To get started, go to the Neo4j Sandbox website (https://sandbox.neo4j.com/?usecase=blank-sandbox) and start a new Blank project. Once the project is started, copy the connection details to the Colab notebook. Now, we're ready to connect to our Neo4j instance and start building our knowledge graph!

In [4]:
from neo4j import GraphDatabase
import pandas as pd

# Connection information for the Neo4j database
host = 'bolt://44.201.239.175:7687'
user = 'neo4j'
password = 'nameplate-certificate-helmsmen'
# Creating a driver to connect to the Neo4j database
driver = GraphDatabase.driver(host,auth=(user, password))

# Function to run a query on the Neo4j database
def neo4j_query(query, params=None):
    with driver.session() as session:
        # Running the query and returning the result
        result = session.run(query, params)
        # Converting the result to a Pandas dataframe for easier manipulation
        return pd.DataFrame([r.values() for r in result], columns=result.keys())

Import the author and the article into the graph.

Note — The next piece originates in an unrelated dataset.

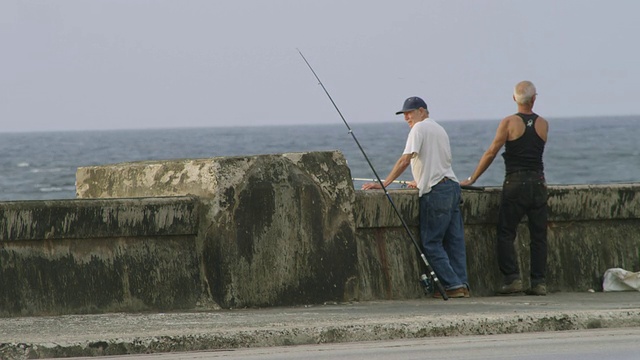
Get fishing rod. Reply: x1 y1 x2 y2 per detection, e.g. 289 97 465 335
351 178 484 191
351 178 411 188
296 49 449 300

The article node will contain only the title.

In [5]:
author = article_txt.split("\n")[0]
title = " ".join(article_txt.split("\n")[2:4])

neo4j_query("""
MERGE (a:Author{name:$author})
MERGE (b:Article{title:$title})
MERGE (a)-[:WROTE]->(b)
""", {'title':title, 'author':author})

To visualize the author-title relationship in Neo4j, you can run the following Cypher query. This query will return all the nodes labeled as "Author" and "Article" and their relationships of type "WROTE". The result can be visualized as a graph in the Neo4j browser interface.

![alt text](https://github.com/fvfarahani/BioNLP/blob/main/author_title.png?raw=true)

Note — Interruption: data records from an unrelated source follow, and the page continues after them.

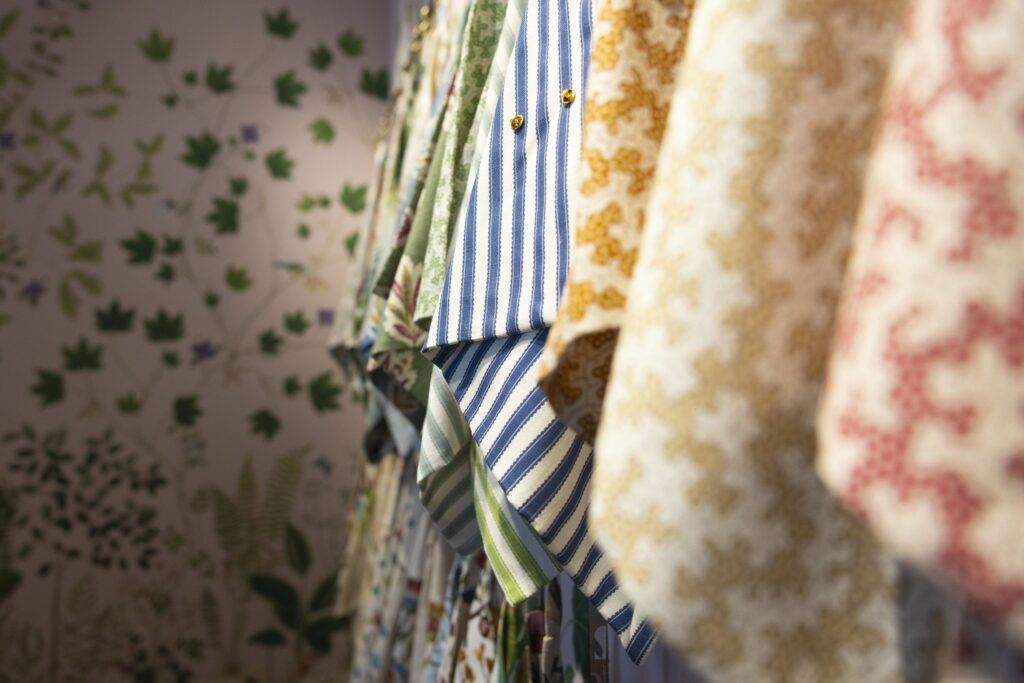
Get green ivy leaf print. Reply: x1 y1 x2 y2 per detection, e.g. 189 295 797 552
309 43 334 71
155 261 177 285
359 69 388 99
174 395 203 427
206 197 239 234
266 148 295 180
32 370 63 405
309 372 341 413
96 299 135 332
309 571 338 612
282 375 302 396
263 7 299 38
338 29 362 57
121 228 157 265
249 628 287 647
60 338 103 373
227 176 249 197
181 131 220 170
341 183 367 213
273 71 309 108
259 330 285 355
200 61 234 95
345 232 359 256
249 409 281 441
142 308 185 342
116 393 142 415
224 265 253 292
309 117 334 144
285 310 309 335
160 234 184 256
249 573 302 629
138 29 174 61
285 524 312 575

We could define a Cypher query that retrieves all the relationships between "Author" and "Article" nodes. The query is executed using the neo4j_query function, which returns the results in a pandas DataFrame. The results are then printed.

In [6]:
# Define the Cypher query that you want to execute
query = """
MATCH (a:Author)-[:WROTE]->(b:Article)
RETURN a.name AS Author, b.title AS Article
"""

# Execute the query and store the results in a pandas DataFrame
result = neo4j_query(query)

# Print the results
print(result)

                Author                                            Article
0  Mohammadreza Ahmadi  Tissue Engineering and Regeneration of Skin an...

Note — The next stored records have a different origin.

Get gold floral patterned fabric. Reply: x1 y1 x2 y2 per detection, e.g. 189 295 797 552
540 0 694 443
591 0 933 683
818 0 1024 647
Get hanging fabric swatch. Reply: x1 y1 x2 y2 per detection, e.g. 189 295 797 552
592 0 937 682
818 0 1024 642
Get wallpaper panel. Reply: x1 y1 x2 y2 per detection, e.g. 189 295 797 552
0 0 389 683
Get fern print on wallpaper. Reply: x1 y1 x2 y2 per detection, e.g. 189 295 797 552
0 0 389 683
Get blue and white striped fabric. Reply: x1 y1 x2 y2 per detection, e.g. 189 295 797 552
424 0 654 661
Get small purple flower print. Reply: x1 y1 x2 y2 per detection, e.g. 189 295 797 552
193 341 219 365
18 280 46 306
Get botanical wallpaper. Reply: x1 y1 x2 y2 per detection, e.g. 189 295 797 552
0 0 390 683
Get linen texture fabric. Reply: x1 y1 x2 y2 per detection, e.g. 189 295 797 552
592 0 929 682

We can import the sentences and mentioned entities by executing the following Cypher query. This query is used to populate the graph database with data about articles and the entities mentioned in their sentences.

In [7]:
neo4j_query("""
MATCH (a:Article)
UNWIND $data as row
MERGE (s:Sentence{id:row.text_sha256})
SET s.text = row.text
MERGE (a)-[:HAS_SENTENCE]->(s)
WITH s, row.entities as entities
UNWIND entities as entity
MERGE (e:Entity{id:entity.entity_id})
ON CREATE SET e.other_ids = entity.other_ids,
              e.name = entity.entity,
              e.type = entity.entity_type
MERGE (s)-[m:MENTIONS]->(e)
ON CREATE SET m.count = 1
ON MATCH SET m.count = m.count + 1
""", {'data': parsed_entities})

We can execute the following Cypher query to inspect the constructed graph:

![alt text](https://github.com/fvfarahani/BioNLP/blob/main/main_graph.png?raw=true)

### 5. Knowledge Graph Applications

#### 5.1. Search Engine

We could use our graph as a search engine. For example, you could use the following Cypher query to find sentences or articles that mention a specific medical entity.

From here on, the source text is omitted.